The exact origins of these tumors are unclear and debatable. In its first description by Enzinger a neural or cartilaginous origin was proposed as two thirds of the cases contained the immunoreactive s-100 protein and an incomplete shell of mature bone in the capsular region of the tumor. Hence the non- committal label of ossifying fibromyxoid tumor of soft parts. In addition to histology, immunohistochemistry is an integral part of the diagnostic pathway in OMFTs. In the four largest case series s100, desmin and smooth muscle actin were found to be most commonly associated with OMFT. In our case immunohistochemistry revealed cd57, type IV collage, smooth muscle actin, CD56 and EMA. This caused a diagnostic quandary and a differential diagnosis of myxoid perineuroma, nerve sheath myxoma and OMFT was given. However taking into consideration the patient's clinical picture, radiological and histological findings, a diagnosis of atypical OMFT was favored, as it is known to display variable immunophenotypes.

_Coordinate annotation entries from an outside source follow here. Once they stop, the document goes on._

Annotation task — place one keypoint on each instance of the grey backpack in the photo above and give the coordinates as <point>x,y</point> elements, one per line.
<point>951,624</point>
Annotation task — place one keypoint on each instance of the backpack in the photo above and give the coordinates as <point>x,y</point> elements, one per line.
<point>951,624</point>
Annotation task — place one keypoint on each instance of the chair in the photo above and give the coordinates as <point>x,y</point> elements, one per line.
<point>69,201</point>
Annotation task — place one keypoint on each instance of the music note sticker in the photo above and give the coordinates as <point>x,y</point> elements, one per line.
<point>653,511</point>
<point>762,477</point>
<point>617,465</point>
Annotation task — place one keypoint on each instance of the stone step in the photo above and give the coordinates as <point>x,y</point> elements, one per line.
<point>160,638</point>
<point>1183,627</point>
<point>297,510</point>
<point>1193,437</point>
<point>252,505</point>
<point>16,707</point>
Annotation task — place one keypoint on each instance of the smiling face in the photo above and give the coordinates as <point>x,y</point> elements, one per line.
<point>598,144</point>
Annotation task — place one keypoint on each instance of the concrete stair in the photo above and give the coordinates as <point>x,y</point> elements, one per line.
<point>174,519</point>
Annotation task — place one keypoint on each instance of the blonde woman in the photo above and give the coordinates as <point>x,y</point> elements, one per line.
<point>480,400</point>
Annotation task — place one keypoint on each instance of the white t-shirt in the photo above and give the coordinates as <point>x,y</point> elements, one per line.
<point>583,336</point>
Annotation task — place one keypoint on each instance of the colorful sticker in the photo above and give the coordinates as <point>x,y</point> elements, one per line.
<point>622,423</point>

The exact management once the lesion has been excised depends on its classification. Folpe et al. reported a clinical follow up of 27 cases (mixture of typical and atypical OFMT) of about 55 months duration and found all patients to be alive without disease. Graham et al. reported no cases of metastasis in patients with atypical or typical OMFT, Miettinen et al. reported no cases of metastases in typical OMFT although local recurrence was present in 22% of patients at follow up. Given the uncertain history of this rare lesion we recommend a multidisciplinary approach to the management of these patients. Operative intervention is often required for adequate clearance of the tumor and reconstruction depending on functional needs. As this would fall within the realm of a sarcoma follow up would be life long consisting of clinical and radiological assessment (MRI) for recurrence due to the uncertain malignant potential of this rare lesion.

Consent

Written informed consent was obtained from the patient for publication of this case report and accompanying images. A copy of the written consent is available for review by the Editor-in-Chief of this journal on request.

Conflict of interest

No conflicts of interest.

Funding

No funding.

Ethical approval

Consent obtained and granted.

Authors contribution

Miss Sharma wrote up the case report and initial draft of the literature review, organised the manuscript and collected images from the radiology department. Dr Hughes, a consultant pathologist provided slides and information on OMFT. Miss Harper is the consultant hand surgeon, primarily responsible for the care of the patient. She is the senior author who revised the report and analysis.